A Python library for scraping YouTube video, channel, search, and shorts data
Project description
NGTube - YouTube Scraper
A comprehensive Python library for scraping YouTube data, including videos, comments, and channel profiles.
⚠️ Disclaimer
This library is provided for educational and research purposes only. Scraping YouTube data may violate YouTube's Terms of Service. Use at your own risk. The authors are not responsible for any misuse or legal consequences. Always respect robots.txt and implement appropriate rate limiting.
Features
- Video Extraction: Extract detailed metadata from YouTube videos (title, views, likes, duration, tags, description, etc.)

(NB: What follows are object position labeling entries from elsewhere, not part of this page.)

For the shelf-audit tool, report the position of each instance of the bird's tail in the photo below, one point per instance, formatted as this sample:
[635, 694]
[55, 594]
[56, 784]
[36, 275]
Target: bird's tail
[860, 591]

- Comment Extraction: Extract comments from videos, including loading additional comments via YouTube's internal API
- Channel Extraction: Extract complete channel profile data (subscribers, description, featured video, video list with continuation support)

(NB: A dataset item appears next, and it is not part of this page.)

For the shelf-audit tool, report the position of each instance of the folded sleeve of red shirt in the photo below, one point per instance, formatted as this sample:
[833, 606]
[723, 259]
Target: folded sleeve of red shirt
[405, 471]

- Shorts Extraction: Fetch random shorts from YouTube's homepage with metadata and comments, and load unlimited shorts from the Shorts feed
- Search Functionality: Search YouTube with various filters (videos, channels, playlists, etc.) and country localization
- Country Localization: Support for different countries/regions (US, DE, UK, FR, etc.) for all API requests
- Flexible Video Loading: Load specific number of videos or all available videos from a channel
- Clean Data Output: Structured JSON-compatible data output
- Modular Design: Separate classes for different extraction tasks
Installation
🚀 Quick Install (Recommended)
pip install NGTube
That's it! NGTube is now available on PyPI and ready to use.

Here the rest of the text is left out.